We often speak about ‘the European community’, but in sociological terms Europe is not, or not yet a full-blown community. According to the American sociologist Talcott Parsons a system like the European Union will only have the capacity to mobilize internal solidarity, and to adjust to big challenges, if it forms a community. To speak of a community, according to him, a system needs a common economy, needs to be an economic community, and common institutions that allow for common and binding decisions. It requires a political community.
These aspects of community have been realized by European integration: we have an internal common market, and common institutions. But beyond that, to be a full-blown community requires societal community. In order to mobilize solidarity, a sense of togetherness is required. Of cultural community, of common identity, values and belonging.

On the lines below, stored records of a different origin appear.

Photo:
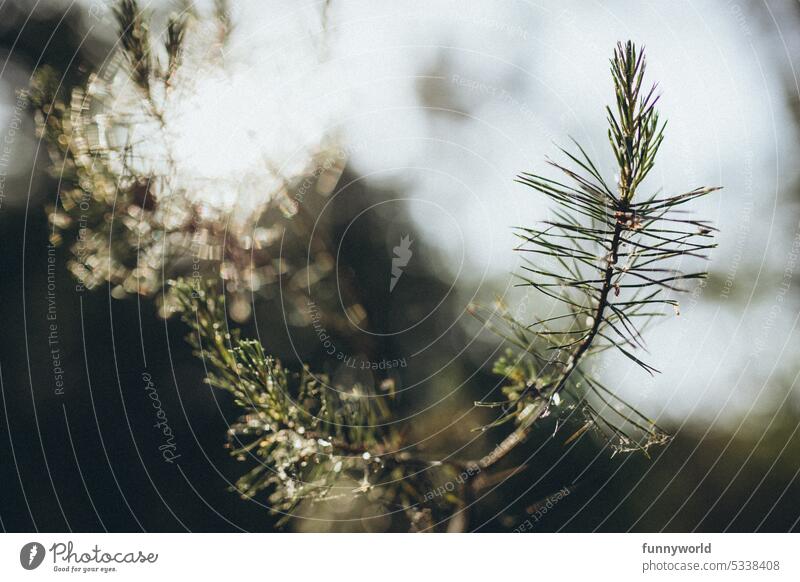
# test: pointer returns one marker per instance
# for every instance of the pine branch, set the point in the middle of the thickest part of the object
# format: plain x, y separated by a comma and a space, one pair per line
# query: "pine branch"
601, 260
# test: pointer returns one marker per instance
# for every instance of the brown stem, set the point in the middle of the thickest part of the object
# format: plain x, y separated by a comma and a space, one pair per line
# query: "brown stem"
521, 432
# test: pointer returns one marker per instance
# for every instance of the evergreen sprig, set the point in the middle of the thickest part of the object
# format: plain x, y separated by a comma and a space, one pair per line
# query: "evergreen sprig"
609, 260
311, 441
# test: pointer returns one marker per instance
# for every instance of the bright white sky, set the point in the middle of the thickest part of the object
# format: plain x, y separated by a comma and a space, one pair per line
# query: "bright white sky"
518, 75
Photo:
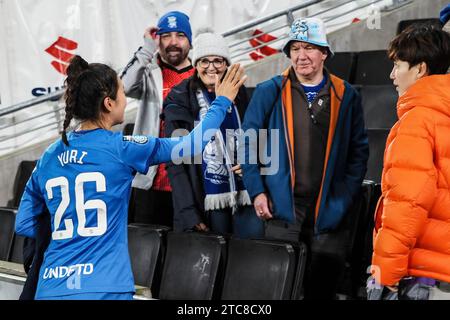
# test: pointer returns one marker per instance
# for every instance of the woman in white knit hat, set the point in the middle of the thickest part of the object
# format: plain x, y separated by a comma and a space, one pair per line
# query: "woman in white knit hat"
209, 194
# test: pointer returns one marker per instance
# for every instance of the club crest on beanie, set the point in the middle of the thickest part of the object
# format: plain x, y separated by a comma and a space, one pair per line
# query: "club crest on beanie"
175, 21
310, 30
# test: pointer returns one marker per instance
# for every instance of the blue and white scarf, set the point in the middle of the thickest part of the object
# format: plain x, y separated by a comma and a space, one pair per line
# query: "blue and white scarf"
223, 188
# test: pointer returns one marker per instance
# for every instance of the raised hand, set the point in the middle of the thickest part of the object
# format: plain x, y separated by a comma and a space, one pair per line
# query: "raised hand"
263, 206
233, 80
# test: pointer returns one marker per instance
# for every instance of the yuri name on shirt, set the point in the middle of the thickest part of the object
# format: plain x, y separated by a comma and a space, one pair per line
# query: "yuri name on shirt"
72, 156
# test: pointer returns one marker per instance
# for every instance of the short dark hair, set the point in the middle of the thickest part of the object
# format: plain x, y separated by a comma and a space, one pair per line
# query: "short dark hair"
422, 43
87, 85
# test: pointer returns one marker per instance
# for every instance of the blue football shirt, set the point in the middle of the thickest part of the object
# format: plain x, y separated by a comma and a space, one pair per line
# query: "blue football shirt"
86, 187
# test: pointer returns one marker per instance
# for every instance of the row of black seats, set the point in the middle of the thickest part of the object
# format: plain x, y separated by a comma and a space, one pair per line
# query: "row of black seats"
193, 266
208, 266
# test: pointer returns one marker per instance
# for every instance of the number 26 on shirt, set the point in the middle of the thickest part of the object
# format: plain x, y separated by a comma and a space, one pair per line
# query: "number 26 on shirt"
80, 205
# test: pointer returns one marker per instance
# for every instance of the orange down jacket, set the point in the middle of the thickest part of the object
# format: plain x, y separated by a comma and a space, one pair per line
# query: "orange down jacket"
412, 234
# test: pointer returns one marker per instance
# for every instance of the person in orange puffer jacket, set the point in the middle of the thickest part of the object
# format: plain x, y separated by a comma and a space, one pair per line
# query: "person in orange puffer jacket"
411, 249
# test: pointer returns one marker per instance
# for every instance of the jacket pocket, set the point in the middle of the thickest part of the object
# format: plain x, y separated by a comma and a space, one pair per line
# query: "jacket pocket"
378, 214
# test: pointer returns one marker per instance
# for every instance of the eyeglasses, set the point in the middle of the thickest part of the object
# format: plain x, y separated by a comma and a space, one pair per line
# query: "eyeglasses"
217, 63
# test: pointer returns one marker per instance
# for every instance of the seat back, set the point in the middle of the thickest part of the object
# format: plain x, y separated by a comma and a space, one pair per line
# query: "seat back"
16, 254
22, 175
379, 103
144, 247
342, 65
373, 68
191, 266
258, 270
7, 223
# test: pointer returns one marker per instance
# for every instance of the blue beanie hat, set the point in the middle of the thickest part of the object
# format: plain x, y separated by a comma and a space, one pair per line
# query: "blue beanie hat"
445, 14
175, 21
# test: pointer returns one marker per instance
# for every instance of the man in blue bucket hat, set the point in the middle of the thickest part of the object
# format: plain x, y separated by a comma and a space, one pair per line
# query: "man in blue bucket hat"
323, 151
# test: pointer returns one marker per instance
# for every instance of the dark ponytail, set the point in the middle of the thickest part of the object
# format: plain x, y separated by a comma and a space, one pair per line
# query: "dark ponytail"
87, 85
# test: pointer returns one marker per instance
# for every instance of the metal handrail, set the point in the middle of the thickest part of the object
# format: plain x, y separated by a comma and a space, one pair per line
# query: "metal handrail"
253, 23
30, 103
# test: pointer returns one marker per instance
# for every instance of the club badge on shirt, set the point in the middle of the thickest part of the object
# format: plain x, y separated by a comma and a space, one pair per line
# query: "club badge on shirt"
136, 139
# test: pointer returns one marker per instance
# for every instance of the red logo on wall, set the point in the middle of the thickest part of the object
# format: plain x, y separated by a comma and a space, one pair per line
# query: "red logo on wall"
262, 51
60, 50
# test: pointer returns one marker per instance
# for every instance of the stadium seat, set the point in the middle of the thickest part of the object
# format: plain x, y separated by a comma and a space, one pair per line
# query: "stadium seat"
146, 247
373, 68
360, 244
379, 103
377, 144
16, 254
7, 222
191, 266
402, 25
23, 174
259, 270
342, 64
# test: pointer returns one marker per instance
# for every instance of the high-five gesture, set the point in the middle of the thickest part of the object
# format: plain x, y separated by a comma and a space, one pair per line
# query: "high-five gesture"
233, 80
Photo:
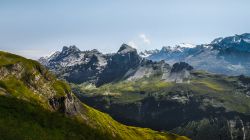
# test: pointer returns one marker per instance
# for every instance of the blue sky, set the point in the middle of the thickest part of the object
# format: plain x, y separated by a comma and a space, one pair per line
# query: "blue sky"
35, 28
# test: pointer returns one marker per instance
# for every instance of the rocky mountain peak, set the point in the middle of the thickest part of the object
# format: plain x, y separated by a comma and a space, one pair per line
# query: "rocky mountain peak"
180, 66
126, 48
70, 49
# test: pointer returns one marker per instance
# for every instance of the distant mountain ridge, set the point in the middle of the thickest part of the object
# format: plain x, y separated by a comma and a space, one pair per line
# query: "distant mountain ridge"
92, 66
229, 55
34, 104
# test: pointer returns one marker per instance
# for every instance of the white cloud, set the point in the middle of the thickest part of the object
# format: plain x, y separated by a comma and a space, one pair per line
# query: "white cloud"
145, 39
33, 54
133, 44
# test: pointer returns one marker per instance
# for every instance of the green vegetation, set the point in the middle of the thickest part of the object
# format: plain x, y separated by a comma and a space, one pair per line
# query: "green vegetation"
23, 120
25, 113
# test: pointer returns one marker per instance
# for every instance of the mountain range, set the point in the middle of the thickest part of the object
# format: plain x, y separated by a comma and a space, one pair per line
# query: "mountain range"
34, 104
229, 55
165, 95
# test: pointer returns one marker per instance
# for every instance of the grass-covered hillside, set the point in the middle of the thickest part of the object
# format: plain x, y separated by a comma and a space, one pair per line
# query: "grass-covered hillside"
206, 105
35, 105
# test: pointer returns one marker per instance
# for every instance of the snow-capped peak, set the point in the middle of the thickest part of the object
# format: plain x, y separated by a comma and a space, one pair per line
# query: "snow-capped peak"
186, 45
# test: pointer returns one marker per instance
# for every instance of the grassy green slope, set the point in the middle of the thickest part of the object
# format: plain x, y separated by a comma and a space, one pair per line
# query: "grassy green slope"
222, 89
25, 113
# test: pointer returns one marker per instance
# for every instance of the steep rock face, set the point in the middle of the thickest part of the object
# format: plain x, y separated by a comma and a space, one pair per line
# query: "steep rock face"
91, 66
125, 59
229, 55
207, 107
75, 65
42, 103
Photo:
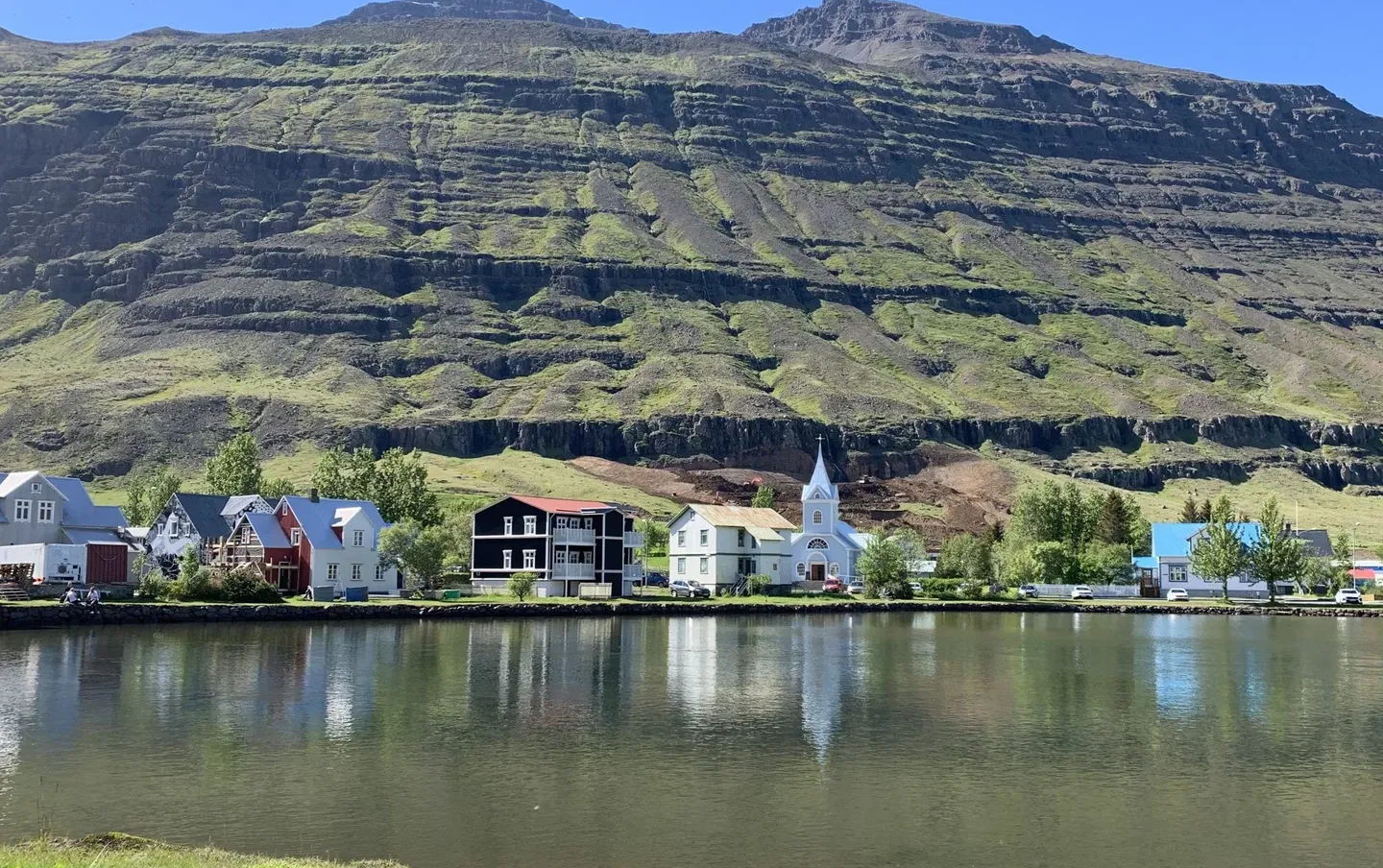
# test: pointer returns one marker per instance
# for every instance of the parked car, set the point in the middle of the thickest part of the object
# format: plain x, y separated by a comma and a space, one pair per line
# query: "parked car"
1347, 596
692, 591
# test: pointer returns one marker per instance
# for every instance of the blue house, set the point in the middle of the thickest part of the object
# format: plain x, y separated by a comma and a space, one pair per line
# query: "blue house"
1170, 562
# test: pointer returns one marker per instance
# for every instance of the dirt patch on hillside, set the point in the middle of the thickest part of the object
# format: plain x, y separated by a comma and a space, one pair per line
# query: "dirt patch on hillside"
956, 493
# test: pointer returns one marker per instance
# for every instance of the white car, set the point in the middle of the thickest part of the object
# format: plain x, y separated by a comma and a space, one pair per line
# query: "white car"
1347, 596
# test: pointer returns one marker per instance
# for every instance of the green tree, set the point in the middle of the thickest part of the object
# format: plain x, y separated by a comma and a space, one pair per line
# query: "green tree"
884, 568
1108, 565
1276, 556
1118, 519
396, 483
1219, 554
420, 552
967, 557
235, 468
654, 537
522, 584
148, 494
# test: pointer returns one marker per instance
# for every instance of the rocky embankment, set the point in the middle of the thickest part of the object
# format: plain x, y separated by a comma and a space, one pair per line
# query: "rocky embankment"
41, 616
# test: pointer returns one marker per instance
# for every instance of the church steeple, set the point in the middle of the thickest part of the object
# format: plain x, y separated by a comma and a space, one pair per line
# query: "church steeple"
820, 485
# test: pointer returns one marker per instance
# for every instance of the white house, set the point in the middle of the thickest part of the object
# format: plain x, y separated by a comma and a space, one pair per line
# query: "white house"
826, 546
720, 544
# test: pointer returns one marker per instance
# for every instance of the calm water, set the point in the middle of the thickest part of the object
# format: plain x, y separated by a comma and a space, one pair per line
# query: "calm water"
830, 741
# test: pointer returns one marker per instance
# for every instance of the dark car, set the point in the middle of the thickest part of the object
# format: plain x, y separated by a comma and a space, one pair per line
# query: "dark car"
692, 591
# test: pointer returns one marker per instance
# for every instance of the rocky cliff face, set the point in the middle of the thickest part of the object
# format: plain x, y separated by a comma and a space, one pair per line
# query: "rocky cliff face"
474, 224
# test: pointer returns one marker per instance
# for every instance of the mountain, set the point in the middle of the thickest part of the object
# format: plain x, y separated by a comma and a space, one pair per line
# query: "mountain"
491, 10
494, 227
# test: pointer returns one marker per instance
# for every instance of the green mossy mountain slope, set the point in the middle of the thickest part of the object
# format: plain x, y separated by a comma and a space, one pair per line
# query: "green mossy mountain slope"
392, 224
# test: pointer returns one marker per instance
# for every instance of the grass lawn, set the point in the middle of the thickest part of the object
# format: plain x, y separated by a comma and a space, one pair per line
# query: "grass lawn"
123, 852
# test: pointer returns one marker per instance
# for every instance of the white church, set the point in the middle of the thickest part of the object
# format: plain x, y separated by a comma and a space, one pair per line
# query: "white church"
826, 546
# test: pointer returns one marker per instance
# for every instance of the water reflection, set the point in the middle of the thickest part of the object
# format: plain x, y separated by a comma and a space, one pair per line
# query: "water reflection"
468, 726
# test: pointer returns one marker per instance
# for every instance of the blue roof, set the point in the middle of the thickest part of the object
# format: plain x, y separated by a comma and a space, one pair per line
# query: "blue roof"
317, 518
269, 531
1175, 540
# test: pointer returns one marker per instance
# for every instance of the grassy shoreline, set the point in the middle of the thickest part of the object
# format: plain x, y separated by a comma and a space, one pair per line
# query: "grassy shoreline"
116, 851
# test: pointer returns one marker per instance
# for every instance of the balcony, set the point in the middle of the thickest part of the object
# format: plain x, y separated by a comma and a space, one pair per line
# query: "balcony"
572, 537
572, 571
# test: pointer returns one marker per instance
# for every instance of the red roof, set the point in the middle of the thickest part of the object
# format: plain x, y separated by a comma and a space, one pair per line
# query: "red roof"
556, 505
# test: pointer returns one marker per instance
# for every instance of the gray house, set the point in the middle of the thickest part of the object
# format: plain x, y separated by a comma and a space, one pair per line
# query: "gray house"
201, 521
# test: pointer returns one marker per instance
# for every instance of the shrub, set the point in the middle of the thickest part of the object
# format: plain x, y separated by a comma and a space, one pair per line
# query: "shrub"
247, 585
153, 587
522, 584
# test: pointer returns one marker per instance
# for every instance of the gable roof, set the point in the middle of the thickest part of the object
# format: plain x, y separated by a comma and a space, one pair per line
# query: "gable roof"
269, 531
205, 513
747, 518
1173, 540
558, 505
318, 518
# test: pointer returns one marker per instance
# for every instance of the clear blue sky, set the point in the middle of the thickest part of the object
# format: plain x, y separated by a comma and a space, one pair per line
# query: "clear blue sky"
1320, 41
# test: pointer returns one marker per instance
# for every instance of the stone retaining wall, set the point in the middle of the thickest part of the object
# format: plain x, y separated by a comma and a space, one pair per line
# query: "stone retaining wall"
34, 616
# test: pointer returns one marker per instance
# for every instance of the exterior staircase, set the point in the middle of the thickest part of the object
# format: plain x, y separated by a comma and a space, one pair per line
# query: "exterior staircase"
12, 591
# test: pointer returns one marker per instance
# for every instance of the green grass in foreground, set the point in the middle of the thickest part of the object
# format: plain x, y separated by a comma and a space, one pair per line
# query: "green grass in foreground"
125, 852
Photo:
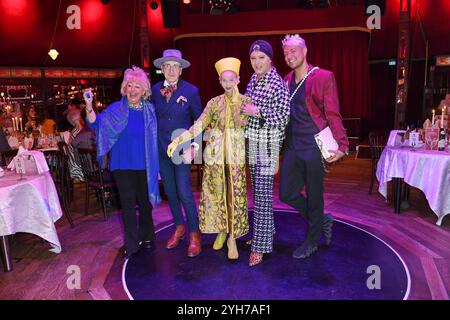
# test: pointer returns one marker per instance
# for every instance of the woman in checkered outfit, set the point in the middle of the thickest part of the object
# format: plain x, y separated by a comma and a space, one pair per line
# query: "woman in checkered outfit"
268, 117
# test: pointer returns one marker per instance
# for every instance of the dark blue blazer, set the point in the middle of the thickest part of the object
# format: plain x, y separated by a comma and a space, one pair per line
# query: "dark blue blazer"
172, 115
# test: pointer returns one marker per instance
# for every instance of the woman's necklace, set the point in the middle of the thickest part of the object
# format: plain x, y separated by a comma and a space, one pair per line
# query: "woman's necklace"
137, 107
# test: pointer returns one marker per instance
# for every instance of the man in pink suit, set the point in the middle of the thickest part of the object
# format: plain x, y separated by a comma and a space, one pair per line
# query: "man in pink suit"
314, 105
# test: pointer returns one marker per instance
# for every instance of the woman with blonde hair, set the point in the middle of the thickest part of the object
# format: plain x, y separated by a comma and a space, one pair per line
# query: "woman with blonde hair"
128, 130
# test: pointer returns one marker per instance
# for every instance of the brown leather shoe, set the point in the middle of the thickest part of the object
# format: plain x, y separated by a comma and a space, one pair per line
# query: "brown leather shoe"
179, 234
195, 244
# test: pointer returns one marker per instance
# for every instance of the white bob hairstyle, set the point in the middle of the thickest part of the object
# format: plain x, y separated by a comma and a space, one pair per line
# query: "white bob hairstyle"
136, 74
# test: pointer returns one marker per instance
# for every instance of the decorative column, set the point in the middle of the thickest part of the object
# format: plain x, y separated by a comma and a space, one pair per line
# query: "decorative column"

Contemporary Europe is in a way a half-way house, being an economic and political community, whereas not, or not yet being a strong social and cultural community. And each of the polycrises has in fact challenged Europe as a social and cultural community. Which refugees will we protect together in our cultural community, if we no longer have internal borders in our economic community? And which conditions as regards cultural homogeneity and ‘the rule of law’ are appropriate, if steps in the direction of social community are made with for instance NextGen EU? Von der Leyen said in her speech: I believe that it is when you are tested that your spirit – your soul – truly shines through.’ Discussing our political narratives also means discussing whether we can and want to be a social and cultural community, what we define to be of value, and what the rights and obligations in that community are and will be.
Fourth: we need democratic debates about that common future and our narratives.
Economic integration does not automatically produce social and cultural community. Integration by stealth, the idea that integration continues step by step until there is no turning back, is undemocratic and unproductive. That is a fourth and pressing reason to discuss our European narratives and counter-narratives.
And a fifth and concluding reason, is that paradigm shifts are taking place and are necessary. European narrative building should be self-critical, based on learning from policy failures, and based on science and evaluation as our source of knowledge.
In dealing with the multiple crises, we see several strategic paradigm shifts underway. To name a couple most important ones:
- The state is brought back in.
- The turn to a geopolitical role for Europe.
- And the necessity of new alliances in Europe.
So, many urgent reasons to discuss European narratives in the three days to come.
I am delighted that two wise and inspiring Ministers, two friends of Clingendael with a long-standing career in European integration, will open our discussions on European narratives. A warm welcome to Minister Clément Beaune and Minister Tom de Bruijn. Thank you very much for joining us. And happy to pass the floor to my colleague Rem Korteweg, who will moderate the keynote speeches. I wish you all a very fruitful conference.